Gekko runs on nodejs so we have to install that first. Go to the nodejs homepage and install the LTS version of nodejs.
Go to this link => Nodejs

Step 2: Installing Git

As part of the Gekko installation process, git is used. Go to the git homepage. Go to this link => Git and install as per your operating system (Linux, windows, mac).

Step 3: Installing Gekko

The preferred way to download Gekko is by using git. This makes it a lot easier to keep Gekko up to date. The new stable version of Gekko will be downloaded. To download the latest version; the final -b stable component will be omitted to update the current latest update (which may not be as secure).

In the terminal ; Run the code written below =>

git clone git:// -b stable
cd gekko

Step 4: Installing Gekko's dependencies

You need to instal the dependencies once you've downloaded Gekko, open your terminal and navigate to the gekko folder.
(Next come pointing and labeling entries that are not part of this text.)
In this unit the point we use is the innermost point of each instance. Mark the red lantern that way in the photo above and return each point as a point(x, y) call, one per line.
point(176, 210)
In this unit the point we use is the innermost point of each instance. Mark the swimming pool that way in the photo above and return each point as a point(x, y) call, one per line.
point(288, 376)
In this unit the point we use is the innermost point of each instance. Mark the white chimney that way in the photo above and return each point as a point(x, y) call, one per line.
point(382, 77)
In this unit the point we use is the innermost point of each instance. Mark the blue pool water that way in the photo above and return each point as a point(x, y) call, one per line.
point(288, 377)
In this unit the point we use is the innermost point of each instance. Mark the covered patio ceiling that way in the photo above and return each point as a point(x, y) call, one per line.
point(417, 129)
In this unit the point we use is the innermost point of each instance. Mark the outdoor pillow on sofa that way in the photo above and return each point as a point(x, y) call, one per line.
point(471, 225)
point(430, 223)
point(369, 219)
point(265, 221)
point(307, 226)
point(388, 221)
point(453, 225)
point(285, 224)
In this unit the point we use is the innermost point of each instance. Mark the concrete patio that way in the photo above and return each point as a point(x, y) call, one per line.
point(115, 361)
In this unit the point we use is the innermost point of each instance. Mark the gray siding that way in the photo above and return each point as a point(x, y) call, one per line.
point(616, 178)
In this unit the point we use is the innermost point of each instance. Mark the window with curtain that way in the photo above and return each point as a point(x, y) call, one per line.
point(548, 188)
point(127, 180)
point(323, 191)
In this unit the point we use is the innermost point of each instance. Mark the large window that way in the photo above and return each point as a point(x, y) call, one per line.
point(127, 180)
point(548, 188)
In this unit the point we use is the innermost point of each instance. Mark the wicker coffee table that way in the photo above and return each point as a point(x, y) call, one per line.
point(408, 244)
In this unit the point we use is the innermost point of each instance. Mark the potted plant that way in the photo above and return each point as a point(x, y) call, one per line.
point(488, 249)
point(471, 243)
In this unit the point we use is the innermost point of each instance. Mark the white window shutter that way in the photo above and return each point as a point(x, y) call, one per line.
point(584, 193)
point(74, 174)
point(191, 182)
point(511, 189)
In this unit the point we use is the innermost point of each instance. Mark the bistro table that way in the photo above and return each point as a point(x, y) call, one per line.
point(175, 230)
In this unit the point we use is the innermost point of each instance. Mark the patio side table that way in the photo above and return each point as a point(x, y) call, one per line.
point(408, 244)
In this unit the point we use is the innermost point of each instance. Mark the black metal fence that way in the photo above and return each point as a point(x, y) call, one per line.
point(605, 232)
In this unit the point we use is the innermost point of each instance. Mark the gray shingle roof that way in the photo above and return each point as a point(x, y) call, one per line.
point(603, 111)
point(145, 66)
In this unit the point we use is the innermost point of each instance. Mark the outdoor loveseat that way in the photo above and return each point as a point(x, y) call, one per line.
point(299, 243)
In the terminal ; Run the code written below =>

cd exchange
npm install --only=production
cd ..

Step 5: Starting Gekko

Now it's time to start it.

In the terminal ; Run the code written below =>

node gekko --ui


Step 1: Backtesting

Backtest is a simulation where you simulate running a plan for a long time (such as the past 30 days) in a matter of seconds. Backtesting requires that business data is currently available locally. After a backtest, Gekko will have data on the demand and the success of the plan. Only because a technique has done well in the past does not mean that it will perform well in the future. Be vigilant of overfitting, in other words: don't just tweak the plan before you get a high profit and say it's going to be as lucrative while you work. The backtest simulation is small, this is not really an issue on larger markets (such as BTC / USD), but the variations between backtests and live traders on very low-volume markets can be high.

Step 2: Simulation

Simulation of trades is achieved by a module called a paper trader. This module would use business candles along with charge, slip and spreadsheet numbers to approximate the cost of trade executions. Though default settings work well for most large markets (USD / BTC or BTC / ETH), they become much less reliable in smaller markets with low turnover and liquidity. In live trading, the notion of "speed" is more complicated than a simple number. Both spread and slippage can influence your selling prices: these figures identify the ideal trades in comparison to what people are actually buying on the market (this is called the orderbook). You can see a lot of price swings going up and down. There are not necessarily price swings, but rather trades that happen on both sides of the orderbook (the bid is made and the offer is taken). How far up and down is the distribution (between the demands and the bids). In these situations, the simulation figures would not be very reliable (unless you have set a higher slippage for the spread account). Unfortunately, this is a drawback of Gekko's backtesting model.

Step 3: Importing

You would need to provide historical business evidence to assess for your tactics. The best way to access this information is to import it using the Gekko UI directly from the exchange. You can initiate an import by heading to the "Local page" tab and scrolling to the bottom and pressing "Go to the importer."

Step 4: Paper Trading

Gekko will automatically execute a plan through live markets and simulate what will happen in real-time if the signals are traded. This is a perfect way to test out ideas without throwing the cash on the table. You can start a trade by clicking on the "Start a new Gekko live" tab. Keep in mind that a paper trader is a test, the precision depends on the market where you want to run it (for large markets like USD / BTC you can get pretty detailed results).

Step 5: Preparation

Gekko would need to have API keys on your exchange account that have permissions to access balances and orders and to generate new orders. Bear in mind that: Gekko does not require removal permission, since your authentication does not generate the API keys that can be disabled. Make sure you just use Gekko's API key, and for nothing else. If in trouble, generate a new key (and delete the stale keys). If possible, attempt to limit the API key to the IP address you will be running Gekko from (this makes the most sense in server environments).

Step 6: Execution

Launch your gekko by either the UI or the command line interface!